Escribo aún bajo la impresión –mejor diría conmoción– que me ha supuesto la lectura de este libro palpitante. La cabeza de Tomás Moro y otros poemas católicos (editorial Renacimiento) es la obra póstuma del poeta Mario Míguez, fallecido prematuramente el año pasado. Quizá por ese carácter póstumo, o por el propio contenido de los versos, podría decirse de esta obra que es una suerte de testamento espiritual.
Lo cierto es que pocos poetas podrán dejar un testamento tan cumplido: a este libro no le falta, ni le sobra, una coma. Ya el trabajo del editor parece querer reverenciar afán tan logrado, con todos los elementos que ha tenido a mano: cubierta, papel, tipografía… hasta el respeto por el título, sin duda difícil pues, como señala José Mateos en su prólogo, adjetivar hoy unos poemas como «católicos» contiene una buena dosis de provocación.
No sabría decir cuál de los cinco poemas de este libro es mejor. Con solo cinco poemas (o nada menos que con cinco poemas) esta obra encierra más sabiduría que otras de cientos de páginas. Estos cinco poemas son las cinco joyas de una corona, y el misterio que la envuelve no nos impide reconocer que estamos hechos para mirarla.
El primer poema –que da título al libro– comienza como un monólogo. Meg, la hija querida de Tomás Moro («hija fiel en la carne y el espíritu / la delicia de Moro en esta vida»), camina por las calles de Londres abrazada a la cabeza de su padre, que ha podido conseguir tras su martirio. El lector siente, estremecido, que no es Míguez al que lee, sino que es la verdadera voz de Meg la que escucha: «Y qué recio, Dios mío, es el dolor / que causan sin querer los que son buenos…». Lo que parece un monólogo rompe pronto en oración, un grito a Dios en medio del dolor que encuentra respuesta: el lector contempla, maravillado, como Meg deja de estar sola, por la comunión de los santos, respuesta a su plegaria.

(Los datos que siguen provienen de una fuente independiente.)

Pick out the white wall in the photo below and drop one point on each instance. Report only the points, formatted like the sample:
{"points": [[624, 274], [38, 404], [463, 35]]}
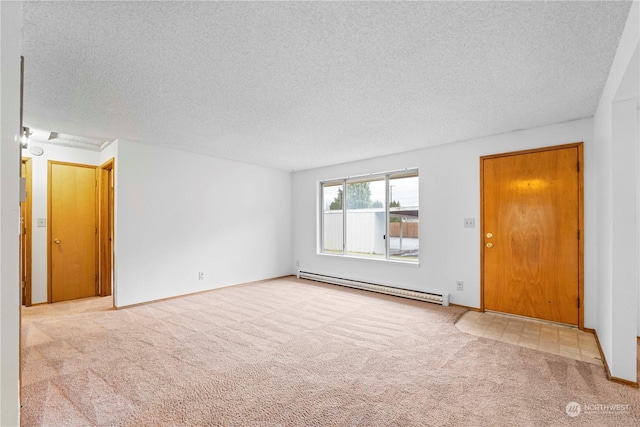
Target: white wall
{"points": [[180, 213], [10, 43], [39, 196], [616, 162], [449, 192]]}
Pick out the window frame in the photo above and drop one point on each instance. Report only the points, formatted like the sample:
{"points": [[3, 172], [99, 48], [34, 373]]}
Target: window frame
{"points": [[343, 182]]}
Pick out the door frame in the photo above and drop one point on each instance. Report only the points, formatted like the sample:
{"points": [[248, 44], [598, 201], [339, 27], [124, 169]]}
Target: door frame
{"points": [[50, 224], [106, 198], [580, 169], [26, 251]]}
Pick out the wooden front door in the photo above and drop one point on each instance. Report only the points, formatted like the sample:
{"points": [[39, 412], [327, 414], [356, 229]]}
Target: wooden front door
{"points": [[72, 232], [531, 225]]}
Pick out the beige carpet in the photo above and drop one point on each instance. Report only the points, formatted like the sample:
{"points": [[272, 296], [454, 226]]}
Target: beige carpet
{"points": [[288, 352]]}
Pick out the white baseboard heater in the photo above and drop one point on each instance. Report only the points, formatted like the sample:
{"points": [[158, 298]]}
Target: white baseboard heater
{"points": [[436, 298]]}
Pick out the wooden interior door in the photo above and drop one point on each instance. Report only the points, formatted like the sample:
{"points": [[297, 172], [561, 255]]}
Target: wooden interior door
{"points": [[531, 222], [72, 231], [25, 236], [106, 227]]}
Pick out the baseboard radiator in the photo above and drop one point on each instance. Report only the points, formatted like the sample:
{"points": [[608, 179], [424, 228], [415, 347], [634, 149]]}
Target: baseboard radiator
{"points": [[436, 298]]}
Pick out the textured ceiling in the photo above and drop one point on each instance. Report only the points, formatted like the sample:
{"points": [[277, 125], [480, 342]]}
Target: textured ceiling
{"points": [[297, 85]]}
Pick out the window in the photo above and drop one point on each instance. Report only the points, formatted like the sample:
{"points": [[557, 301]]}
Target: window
{"points": [[373, 217]]}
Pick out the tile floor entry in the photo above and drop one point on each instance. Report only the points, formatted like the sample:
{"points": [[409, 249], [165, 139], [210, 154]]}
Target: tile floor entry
{"points": [[530, 333]]}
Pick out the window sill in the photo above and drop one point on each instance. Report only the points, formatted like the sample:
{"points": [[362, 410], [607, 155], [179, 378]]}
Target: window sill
{"points": [[371, 259]]}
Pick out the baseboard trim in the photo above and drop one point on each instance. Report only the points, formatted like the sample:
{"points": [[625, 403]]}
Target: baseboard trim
{"points": [[606, 365], [138, 304], [467, 307]]}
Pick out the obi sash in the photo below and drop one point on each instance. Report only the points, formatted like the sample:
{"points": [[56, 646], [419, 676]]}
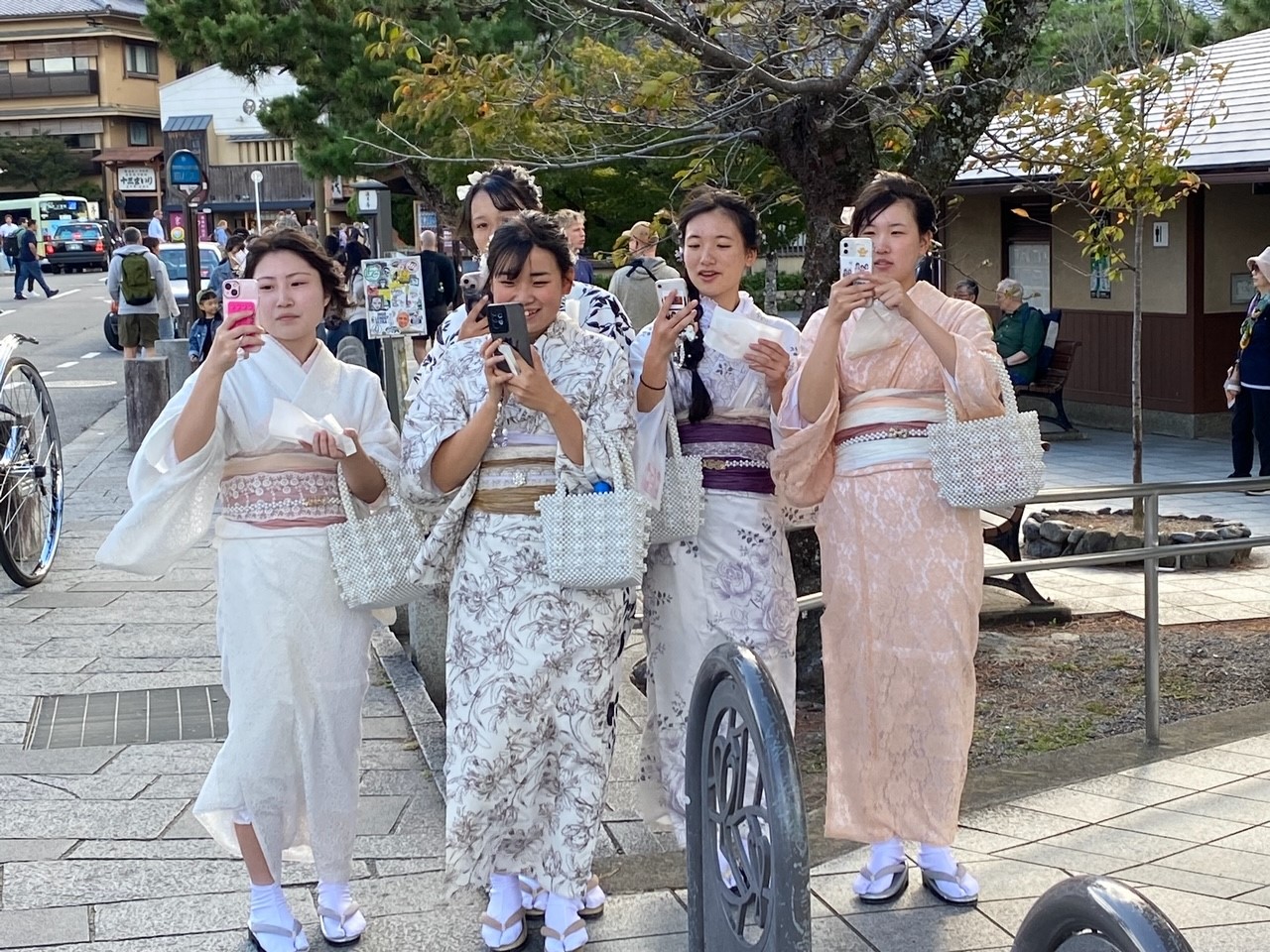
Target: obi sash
{"points": [[885, 426], [733, 452], [512, 479], [281, 492]]}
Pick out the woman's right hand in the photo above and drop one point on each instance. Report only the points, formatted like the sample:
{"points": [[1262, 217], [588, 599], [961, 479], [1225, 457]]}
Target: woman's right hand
{"points": [[475, 324], [844, 296], [495, 377], [670, 322], [225, 347]]}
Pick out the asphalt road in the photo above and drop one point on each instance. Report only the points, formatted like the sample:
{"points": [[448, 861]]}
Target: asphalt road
{"points": [[84, 375]]}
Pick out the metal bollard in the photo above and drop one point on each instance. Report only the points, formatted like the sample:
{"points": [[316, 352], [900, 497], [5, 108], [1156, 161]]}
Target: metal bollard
{"points": [[746, 812], [1096, 914]]}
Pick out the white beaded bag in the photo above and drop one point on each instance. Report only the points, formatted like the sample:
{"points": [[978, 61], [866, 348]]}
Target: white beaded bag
{"points": [[989, 462], [373, 555], [684, 497], [597, 539]]}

El segundo es el emocionante relato de un sucedido de Juan de Dios, loco en Granada. La intensidad narrativa alcanza cotas insospechadas en la poesía actual. No diré más que he corrido a comprar la biografía que le dedicó Javierre. El tercer poema es para Edith Stein. En paralelo con Ruth, la moabita, y con Teresa, la grande.
El cuarto es una oración emocionante, «Plegaria por mis sueños», más aún si entendemos el sueño como antesala de la muerte, al modo clásico. Y al despertar, la culminación: «Al alba junto al mar». Cada uno de estos cinco poemas es una joya. El que lo probó lo sabe.